I’ve seen a ghost but I don’t think I believe in them. It was a strange experience though. When I was younger I used to work as a nurse in a mental hospital so I know that the mind can do all kinds of tricks, but that experience still sometimes bothers me. We lived in an old wooden house back then so the setting was right I guess. I woke up to noises from the front door and rose from the bed to look at what was going on. Then I saw an old woman walking towards me. I tried to wake up my wife but she only has a vague recollection of that. It might have been something like sleep paralysis without the paralysis part, but the experience was quite unusual. I wish my wife would have woken up so there’d be confirmation that it was just a hallucination!

11)  What are you working on at the moment?

I’m working on a novel, an audiobook, game script and a book of essays. At least those. Then there are several small ideas that I’m toying with.

12)  Where can people write to request that more of your books be translated into English?

I really don’t know! My agent Ahlback Agency takes care of my foreign rights so I don’t really get involved in that side of things at all. I’m really, really happy to get my stories translated though. [Write to elina@ahlbackagency.com -admin]

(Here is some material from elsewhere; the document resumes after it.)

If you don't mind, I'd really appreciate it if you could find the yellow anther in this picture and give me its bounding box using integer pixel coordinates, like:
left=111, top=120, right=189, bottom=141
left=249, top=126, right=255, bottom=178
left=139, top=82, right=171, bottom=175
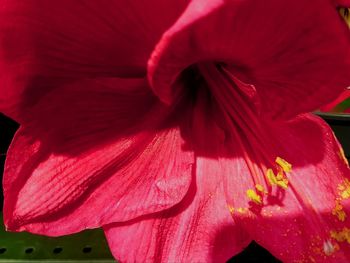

13)  Where can people keep up with you and your work?

I write a blog at markohautala.fi but it’s only in Finnish, unfortunately!

And, finally, my standard questions:

14)  Your top 3 movies and why?

1. 2001: A Space Odyssey (saw it as a kid, didn’t have the slightest understanding of what’s going on but was completely mesmerised. I still watch it at least once a year)

2. Psycho (took horror film to a completely new level)

3. Rosemary’s Baby (a prime example of a great horror story: creepy, atmospheric and a great finale which is terrifying and blackly humorous at the same time)

15)  Your top 3 albums and why?

1. Nick Cave & The Bad Seeds: Murder Ballads (this album marks the transition from the young, angry Nick Cave to the calmer one we have today. On Murder ballads you can hear both)

2. Ghost: Meliora (the best pop metal album ever. I almost feel bad for the band because they will probably never be able to top this)

3. Lustmord: Songs of Gods and Demons (a classic dark ambient album to which I have written several novels in the past)

16)  Your top 3 books and why?

This is even more difficult than the ones above! I’ll approach this from the genre angle:

1. Everything by E.A. Poe and H.P. Lovecraft and the best novels of Stephen King (sorry but I have to make the first slot like this, otherwise this is impossible!)

2. Clive Barker: The Books of Blood 1-3

3. Sara Gran: Come Closer

17)  Do you have a favorite place to read?

Anywhere by the sea in the summer, otherwise in my study or on a train. I also try spend two hours every day walking and listening to audiobooks.